Transformación de los impulsos

El encéfalo presenta distintos niveles que ordenamos así:



a) Centro de gravedad del circuito. La fra, que modula y regula el aporte de impulsos sensoriales y de asociación, la excitabilidad de la corteza y los impulsos eferentes de respuesta, de un modo in específico.

b) Coordinador de estímulos. La corteza que opera bá­si­ca­­m­­en­­te como localización de las funciones motriz e intelectual y la subcorteza que lo hace co­mo localización de las funciones vegetativa (instintiva) y emotiva (con­ductual), transforman los impulsos complejos específicos y los relaciona ela­borando im­­­pulsos efectores de respuesta, también específicos y complejos.
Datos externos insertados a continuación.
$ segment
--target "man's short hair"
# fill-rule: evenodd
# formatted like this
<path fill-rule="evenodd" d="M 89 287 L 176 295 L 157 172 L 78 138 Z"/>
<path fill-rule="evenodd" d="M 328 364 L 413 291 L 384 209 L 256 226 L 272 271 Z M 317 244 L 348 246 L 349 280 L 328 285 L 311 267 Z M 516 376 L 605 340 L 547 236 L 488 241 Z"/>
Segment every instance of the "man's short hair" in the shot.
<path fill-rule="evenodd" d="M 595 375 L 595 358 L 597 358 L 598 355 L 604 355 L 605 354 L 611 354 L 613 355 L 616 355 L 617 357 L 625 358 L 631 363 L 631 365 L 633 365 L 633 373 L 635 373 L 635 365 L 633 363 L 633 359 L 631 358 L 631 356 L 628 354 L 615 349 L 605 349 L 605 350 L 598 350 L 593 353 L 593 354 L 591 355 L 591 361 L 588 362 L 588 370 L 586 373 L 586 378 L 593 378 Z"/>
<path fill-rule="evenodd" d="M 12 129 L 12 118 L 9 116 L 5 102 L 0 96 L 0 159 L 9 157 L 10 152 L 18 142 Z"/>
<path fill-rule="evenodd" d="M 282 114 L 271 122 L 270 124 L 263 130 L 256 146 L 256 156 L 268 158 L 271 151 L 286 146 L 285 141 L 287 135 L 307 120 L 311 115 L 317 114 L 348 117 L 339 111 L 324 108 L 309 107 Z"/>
c) Procesadores de estímulos. El tronco cerebral, cerebelo y me­sen­cé­falo son núcleos nerviosos de confluencia de impulsos que producen un primer procesamiento simple, elaborando respuestas autónomas reflejas también simples. Las demás estructuras nerviosas, aparecen básicamente, como vías conectivas conductoras de impulsos. Son: el tronco y me­sen­céfalo (en sus porciones fibrosas), el tálamo y la substancia blanca. Las vías específicas permiten, a nivel cortical, la percepción discriminativa sensorial (función intelectual propiamente tal), mientras que la fra tiene fun­ciones relacionadas con los niveles de conciencia, en­tre ellos el “despertar”, sin las cuales resultaría imposible tal discriminación sensorial y la producción de respuestas efectivas.